Legacy, DevOps and Psychology


Most people that know me are aware of my passion for lean principles and that journey started completely by accident when I became exposed to DevOps, Continuous Engineering and KanBan. In fact I remember the first time I that suggested going “DevOps” and that was back in October 2011. 

I was working at a large digital e-commerce company and we had a number of great B2C (business to consumer) products. In fact many of them, back in the day, were groundbreaking but Customer and Business demands were not being met and the platforms were suffering from the early onslaught of “legacy”. 

Father time gets us all in the end but from time to time in Technology, one sometimes gets the chance to be re-born through the rewriting or re-platforming of products and/or systems. 

We were on this journey, but the legacy systems had one major drawback…..legacy thinking. Mainly from the original architects of the original system.

How often have you heard stakeholders say, when replacing an existing system with a new one, “the minimum requirement is to have all the features of the existing platform”.  And this is where the trouble begins.

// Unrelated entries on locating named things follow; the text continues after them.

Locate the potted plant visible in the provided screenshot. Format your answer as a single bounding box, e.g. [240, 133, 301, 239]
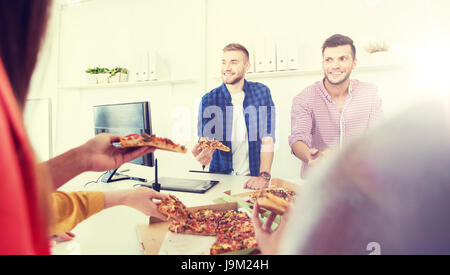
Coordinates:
[97, 68, 109, 84]
[109, 67, 122, 83]
[85, 67, 98, 84]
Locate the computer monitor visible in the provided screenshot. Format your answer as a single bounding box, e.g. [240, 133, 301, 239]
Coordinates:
[93, 102, 154, 181]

Big projects, with multiple teams, in multiple locations take a long time to deliver value and the stakeholder feedback loop is near non-existent. Teams are told to speed up, work weekends and just get the job done. Developers start to clash with Operations as the demand increases and the quality (usually) decreases. Then when deadlines are inevitably missed, the Executives start to roll-up their sleeves and run remediation workshops.

This was no different for us. In fact poor old project managers and product owners were either fired or banished to the back-office.

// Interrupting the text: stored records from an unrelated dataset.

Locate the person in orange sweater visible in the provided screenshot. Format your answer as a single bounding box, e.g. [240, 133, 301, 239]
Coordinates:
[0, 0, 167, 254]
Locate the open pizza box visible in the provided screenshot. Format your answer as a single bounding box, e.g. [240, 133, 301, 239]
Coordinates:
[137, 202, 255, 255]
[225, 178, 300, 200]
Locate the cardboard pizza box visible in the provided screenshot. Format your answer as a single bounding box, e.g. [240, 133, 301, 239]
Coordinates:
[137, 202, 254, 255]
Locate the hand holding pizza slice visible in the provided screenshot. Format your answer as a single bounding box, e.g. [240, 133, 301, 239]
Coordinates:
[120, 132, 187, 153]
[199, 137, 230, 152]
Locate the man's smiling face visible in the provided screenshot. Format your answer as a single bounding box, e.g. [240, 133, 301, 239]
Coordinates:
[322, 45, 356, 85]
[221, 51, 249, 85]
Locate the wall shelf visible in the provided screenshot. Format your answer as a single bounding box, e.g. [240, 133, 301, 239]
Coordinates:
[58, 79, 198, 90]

Something had to change and I when I heard about DevOps (coupled with BDD and Automation), it was clear to me that this would improve our broken working practices and caustic culture plus give some modicum of hope.

So on a nice sunny day in a big meeting at HQ (somewhere in the USA) in 2011 the presentation about DevOps started. The graphical metaphor involved a Volvo getting maintenance and was compared to a Formula 1 car’s pit-crew. Clearly this demonstrated “speed”, “collaboration” and “delivery”.

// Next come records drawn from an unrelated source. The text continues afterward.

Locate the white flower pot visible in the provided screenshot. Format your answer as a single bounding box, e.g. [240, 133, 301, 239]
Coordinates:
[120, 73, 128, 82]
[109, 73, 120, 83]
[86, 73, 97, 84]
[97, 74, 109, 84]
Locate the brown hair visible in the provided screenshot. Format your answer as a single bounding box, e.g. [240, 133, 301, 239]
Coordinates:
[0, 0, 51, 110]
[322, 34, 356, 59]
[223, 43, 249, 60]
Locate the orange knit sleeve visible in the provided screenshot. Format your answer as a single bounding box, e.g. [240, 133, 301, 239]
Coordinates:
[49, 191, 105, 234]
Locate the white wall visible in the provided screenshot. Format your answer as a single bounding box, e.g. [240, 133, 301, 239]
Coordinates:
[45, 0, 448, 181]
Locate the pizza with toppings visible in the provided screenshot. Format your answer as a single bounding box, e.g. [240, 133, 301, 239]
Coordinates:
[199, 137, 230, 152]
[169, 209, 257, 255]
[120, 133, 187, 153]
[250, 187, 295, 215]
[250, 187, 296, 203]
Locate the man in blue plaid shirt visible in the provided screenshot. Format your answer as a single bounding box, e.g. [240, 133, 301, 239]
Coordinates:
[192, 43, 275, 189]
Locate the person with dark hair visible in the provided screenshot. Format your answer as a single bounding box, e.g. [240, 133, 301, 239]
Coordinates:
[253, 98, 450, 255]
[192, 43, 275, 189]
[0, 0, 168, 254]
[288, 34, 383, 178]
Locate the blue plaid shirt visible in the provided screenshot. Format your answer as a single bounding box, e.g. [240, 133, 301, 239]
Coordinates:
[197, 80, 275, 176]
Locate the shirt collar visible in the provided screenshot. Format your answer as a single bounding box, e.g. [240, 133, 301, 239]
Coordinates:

We were chuffed, the arguments were sound, the movement was clear and all we needed to do was re-organise Global IT, defocus QA by getting Dev’s to automate tests and introduce Agile Methods. So we paused for feedback from the assembled Global technical Executive Leadership team  – some of whom joined via conference call from 3 different continents.

The sound of “Crickets” could be clearly heard. Quickly followed by a tsunami of negativity. Then the global CTO shot me down in flames. 

To be fair, it was 2011 and you could’ve have counted the number of DevOps adoptions on one hand (mostly in small organisations) but believe me we learned a valuable lesson. That was, no matter how right you think you are, never underestimate the challenge of when Psychology meets Technology. I’m going to blog more about this in the future but suffice to say that transformational change is hard to land when people are personally impacted. 

I know this sounds blindingly obvious now but fear not. Your traditional leadership skills, not technical ones, can get you on the right track. I know that now and we are having great success at present.

So what happened to the company where I used to work?

Well, the global CTO was fired 3 months after my presentation, the new one lasted 12 months and then the lay-offs began. Soon after that the company was sold to a bitter rival. However the brand did live on but as a skin on a white labelled web-site.

Would DevOps had helped? I couldn’t say but certainly when one changes the culture, unleashes experimentation & innovation, focusses on waste & efficiency and not just empowers people but “really” trusts them…then this drives Customer value which in my opinion increases the chances of success.